Section 8.     Company Policies to Apply. The sale of any Shares received as payment for vested Restricted Stock Units is subject to the Company’s policies regulating securities trading by employees, all relevant federal and state securities laws and the listing requirements of any stock exchange on which the Shares are then traded. In addition, participation in the Plan and receipt of remuneration as a result of the Restricted Stock Units is subject in all respects to any Company compensation clawback policies that may be in effect from time to time.

Section 9.    Miscellaneous Provisions.

(a)     Notice. Any notice required by the terms of this Agreement shall be given in writing and shall be deemed effective upon personal delivery or upon deposit with the United States Postal Service, by registered or certified mail, with postage and fees prepaid. Notice shall be addressed to the Company at its principal executive office and to the Grantee at the address that he or she most recently provided in writing to the Company.

(b)     Securities Laws. Upon the acquisition of any Shares pursuant to payment in respect of vesting of Restricted Stock Units, the Grantee shall make or enter into such written representations, warranties and agreements as the Committee may reasonably request in order to comply with applicable securities laws or with this Agreement.

(c)     Choice of Law. THIS AGREEMENT SHALL BE GOVERNED BY, AND CONSTRUED IN ACCORDANCE WITH, THE LAWS OF THE STATE OF DELAWARE, EXCLUDING ANY CONFLICTS OR CHOICE OF LAW RULE OR PRINCIPLE THAT MIGHT OTHERWISE REFER CONSTRUCTION OR INTERPRETATION OF THIS AGREEMENT TO THE SUBSTANTIVE LAW OF ANOTHER JURISDICTION.

(d)     Modification or Amendment. This Agreement may only be modified or amended by written agreement executed by the parties hereto; provided, however, that the adjustments permitted pursuant to Section 19 and 21(b) of the Plan or as required by any applicable law may be made without such written agreement.

(e)     Severability. In the event any provision of this Agreement shall be held illegal or invalid for any reason, the illegality or invalidity shall not affect the remaining provisions of this Agreement, and this Agreement shall be construed and enforced as if such illegal or invalid provision had not been included.

(f)     Counterparts. This Agreement may be executed in two or more counterparts each of which shall be deemed an original, but all of which together shall constitute one and the same instrument.

(g)     References to Plan. All references to the Plan shall be deemed references to the Plan as may be amended.
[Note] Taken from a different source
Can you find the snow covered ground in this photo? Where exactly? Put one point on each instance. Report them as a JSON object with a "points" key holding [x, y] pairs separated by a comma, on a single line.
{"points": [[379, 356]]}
(h)     Headings. The captions used in this Agreement are inserted for convenience and shall not be deemed a part of this Agreement for construction or interpretation.

(i)     Interpretation. Any dispute regarding the interpretation of this Agreement shall be submitted by the Grantee or by the Company forthwith to the Board or the Committee, which shall review such dispute at its next regular meeting. The resolution of such dispute by the Committee shall be final and binding on all persons.

(j)    Section 409A Compliance. The intent of the parties is that payments in respect of vested Restricted Stock Units be exempt from Section 409A of the Code as “short-term deferrals,” and this Agreement and the Notice of Restricted Stock Unit Award shall be interpreted and administered accordingly.